Projet de 10.000 logements : Vers une prorogation de la livraison de 24 mois, l’enveloppe révisée à 97,9 milliards FCFA

La Société immobilière du Cameroun (SIC), qui pilote le projet de construction de 10 000 logements exécuté par l’italien Pizzaroti sur les sites d’Ekoko II et Nkolmeyos (région du Centre), alerte sur un risque de glissement du calendrier. Dans un rapport sur l’état d’avancement des travaux, arrêté au 21 février 2026 et consulté par Investir au Cameroun, l’entreprise publique indique que les retards constatés devraient conduire à une prorogation du délai de livraison de 24 mois, notamment en ce qui concerne la base industrielle de Nkolmeyos, présentée comme structurante pour le projet.
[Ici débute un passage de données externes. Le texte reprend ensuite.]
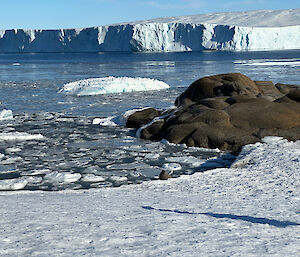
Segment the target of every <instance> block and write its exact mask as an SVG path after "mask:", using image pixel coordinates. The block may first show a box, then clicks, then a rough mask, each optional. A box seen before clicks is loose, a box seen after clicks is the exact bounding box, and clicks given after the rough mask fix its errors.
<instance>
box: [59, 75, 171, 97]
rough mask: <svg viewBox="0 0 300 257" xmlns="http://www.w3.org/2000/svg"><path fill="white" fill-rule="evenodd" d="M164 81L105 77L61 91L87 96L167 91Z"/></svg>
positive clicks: (122, 77)
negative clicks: (137, 91)
mask: <svg viewBox="0 0 300 257" xmlns="http://www.w3.org/2000/svg"><path fill="white" fill-rule="evenodd" d="M167 88H169V85H168V84H166V83H164V82H163V81H159V80H154V79H150V78H130V77H104V78H90V79H85V80H79V81H74V82H71V83H68V84H65V85H64V86H63V88H62V89H61V90H60V91H59V92H60V93H63V94H67V95H77V96H87V95H100V94H114V93H128V92H134V91H149V90H161V89H167Z"/></svg>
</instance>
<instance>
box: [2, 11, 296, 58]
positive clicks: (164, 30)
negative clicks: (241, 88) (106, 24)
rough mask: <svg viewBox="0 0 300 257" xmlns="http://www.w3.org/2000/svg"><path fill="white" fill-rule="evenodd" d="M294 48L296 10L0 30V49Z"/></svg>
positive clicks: (37, 51)
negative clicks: (114, 23) (100, 25)
mask: <svg viewBox="0 0 300 257" xmlns="http://www.w3.org/2000/svg"><path fill="white" fill-rule="evenodd" d="M283 49H300V9H291V10H276V11H269V10H259V11H249V12H231V13H214V14H202V15H192V16H182V17H169V18H159V19H154V20H145V21H138V22H129V23H122V24H113V25H107V26H99V27H92V28H82V29H58V30H40V29H28V30H25V29H11V30H0V52H1V53H13V52H109V51H126V52H182V51H201V50H230V51H243V50H283Z"/></svg>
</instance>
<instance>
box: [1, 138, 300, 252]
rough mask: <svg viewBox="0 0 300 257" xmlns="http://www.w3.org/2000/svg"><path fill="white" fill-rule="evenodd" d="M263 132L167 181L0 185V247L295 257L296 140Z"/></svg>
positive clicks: (297, 162)
mask: <svg viewBox="0 0 300 257" xmlns="http://www.w3.org/2000/svg"><path fill="white" fill-rule="evenodd" d="M264 141H265V143H256V144H253V145H247V146H245V147H244V148H243V150H242V152H241V154H240V155H239V156H238V158H237V160H236V161H235V163H234V164H233V166H232V167H231V168H228V169H226V168H221V169H213V170H210V171H206V172H203V173H195V174H193V175H190V176H187V175H185V176H181V177H180V178H176V179H170V180H167V181H158V180H156V181H148V182H144V183H142V184H140V185H130V186H122V187H119V188H100V189H97V190H92V189H91V190H86V191H84V190H79V191H74V190H73V191H72V190H69V191H60V192H41V191H34V192H33V191H32V192H28V191H26V192H25V191H23V192H22V191H19V192H1V193H0V217H1V219H0V227H1V230H0V253H1V256H299V253H300V172H299V171H300V141H297V142H288V141H286V140H284V139H281V138H276V137H268V138H265V140H264ZM176 161H178V160H176ZM54 177H55V176H54ZM91 179H92V178H91ZM112 179H115V178H112ZM118 179H119V178H118Z"/></svg>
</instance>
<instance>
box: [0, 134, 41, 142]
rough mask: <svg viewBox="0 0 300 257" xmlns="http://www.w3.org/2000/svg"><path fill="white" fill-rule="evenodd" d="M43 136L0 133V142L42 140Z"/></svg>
mask: <svg viewBox="0 0 300 257" xmlns="http://www.w3.org/2000/svg"><path fill="white" fill-rule="evenodd" d="M42 139H44V136H43V135H41V134H29V133H26V132H3V133H0V142H1V141H26V140H42Z"/></svg>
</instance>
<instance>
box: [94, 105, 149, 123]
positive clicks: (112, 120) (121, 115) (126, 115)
mask: <svg viewBox="0 0 300 257" xmlns="http://www.w3.org/2000/svg"><path fill="white" fill-rule="evenodd" d="M147 108H148V107H145V108H139V109H131V110H128V111H126V112H125V113H124V114H123V115H120V116H111V117H106V118H94V119H93V122H92V123H93V124H94V125H100V126H103V127H115V126H126V123H127V119H128V117H129V116H130V115H132V114H133V113H135V112H137V111H142V110H144V109H147Z"/></svg>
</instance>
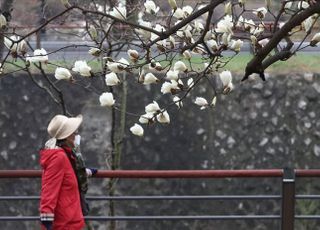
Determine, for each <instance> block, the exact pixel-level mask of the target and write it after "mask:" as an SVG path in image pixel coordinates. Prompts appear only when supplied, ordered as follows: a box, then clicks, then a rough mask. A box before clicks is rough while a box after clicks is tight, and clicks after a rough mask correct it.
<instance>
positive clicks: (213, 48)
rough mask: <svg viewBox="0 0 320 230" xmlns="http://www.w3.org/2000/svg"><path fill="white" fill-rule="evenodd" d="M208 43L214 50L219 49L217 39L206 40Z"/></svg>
mask: <svg viewBox="0 0 320 230" xmlns="http://www.w3.org/2000/svg"><path fill="white" fill-rule="evenodd" d="M206 44H207V46H208V47H209V48H210V49H212V50H213V51H214V52H215V51H217V50H218V44H217V42H216V40H214V39H210V40H208V41H206Z"/></svg>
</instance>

Au 21 février 2026, la base industrielle à construire à Nkolmeyos n’affiche qu’un taux de réalisation de 25,3 %, après trois années de travaux. « Comparativement au planning prévisionnel (85,97 % à date), l’écart dépasse 60 points, constituant un facteur structurant de risque sur la trajectoire globale du projet. Des échanges sont en cours concernant une prolongation de 24 mois pour ce site », souligne le rapport.

Ce retard inquiète la SIC car la base industrielle de Nkolmeyos constitue l’épine dorsale du projet Pizzaroti. Pivot technique de la construction des 10 000 logements, le complexe doit produire des préfabriqués en béton à un rythme d’au moins 1 000 logements par an. Sa durée d’exploitation, estimée entre 40 et 50 ans, est présentée comme un levier stratégique pour accélérer, au-delà du seul projet, la construction à grande échelle de logements sociaux au Cameroun.

La voie d’accès exécutée à… 1 %

En attendant la livraison de Nkolmeyos qui pourrait finalement intervenir vers 2028 la construction des 1 224 premiers logements sur le site d’Ekoko II ne s’accélère pas non plus. Selon la SIC, l’état d’avancement du projet sur ce site atteint 46,8 % trois ans après le lancement des travaux. « La période novembre 2025-avril 2026 constitue une phase de vulnérabilité, avec des interventions simultanées sur 13 bâtiments. L’entreprise devra proposer un plan de mobilisation y relatif », indique le document.

Le rapport déplore également la progression quasi nulle de la voie d’accès au site, réalisée à seulement 1 %. Pour la SIC, cette « route constitue un maillon critique conditionnant la finalisation des VRD – voiries et réseaux divers, NDLR – les essais et réceptions », ce qui en fait un point de blocage susceptible d’entraîner des retards en cascade.

Sur le plan financier, le coût initial du projet a été revu à la hausse, passant de 96,7 à 97,9 milliards FCFA, soit 1,2 milliard FCFA supplémentaires. « Un travail de calage des quantités a été réalisé sur la base des études d’exécution actualisées et des constats techniques de terrain. Ce calage fait ressortir une incidence financière globale de 1,2 milliard de FCFA », justifie le rapport.

Plus de 53 milliards FCFA déjà décaissés

Sur l’enveloppe globale révisée, un peu plus de 53 milliards FCFA avaient déjà été payés à l’entreprise au 21 février 2026, soit un taux de consommation des crédits de 54,79 %. Pourtant, 29,18 % des prestations réellement exécutées ont été payées, selon la SIC. L’écart entre paiements et exécution physique s’explique, d’après le rapport, par la réalisation des études des 10 000 logements, le paiement des approvisionnements, le management et les frais généraux, ainsi que les avances contractuelles (avance de démarrage et avance sur approvisionnement).

Pour rappel, le 24 juin 2022 à Ekoko II, le directeur général de la SIC, Ahmadou Sardaouna, a procédé à la réception officielle des premiers matériaux et équipements devant permettre la réalisation du projet Pizzaroti. Le financement repose sur deux accords de prêts d’un total de 115 milliards FCFA, signés depuis 2017 entre l’État du Cameroun et la banque italienne Intesa San Paolo.

La phase I prévoit la construction de 1 224 logements à Ekoko II et d’une base industrielle à Nkolmeyos. La phase II prévoit 9 000 logements à Zouatoupsi et Nkolntsam, dans l’arrondissement de Mbankomo (région du Centre). La livraison de l’ensemble de ces composantes est annoncée pour 2026, mais devrait être retardée au regard des retards enregistrés.

Au-delà des ajustements techniques et budgétaires, l’enjeu est celui de la politique de l’habitat : le projet Pizzaroti est présenté comme un accélérateur de l’offre de logements sociaux dans un pays où le déficit est officiellement estimé à 2 millions d’unités.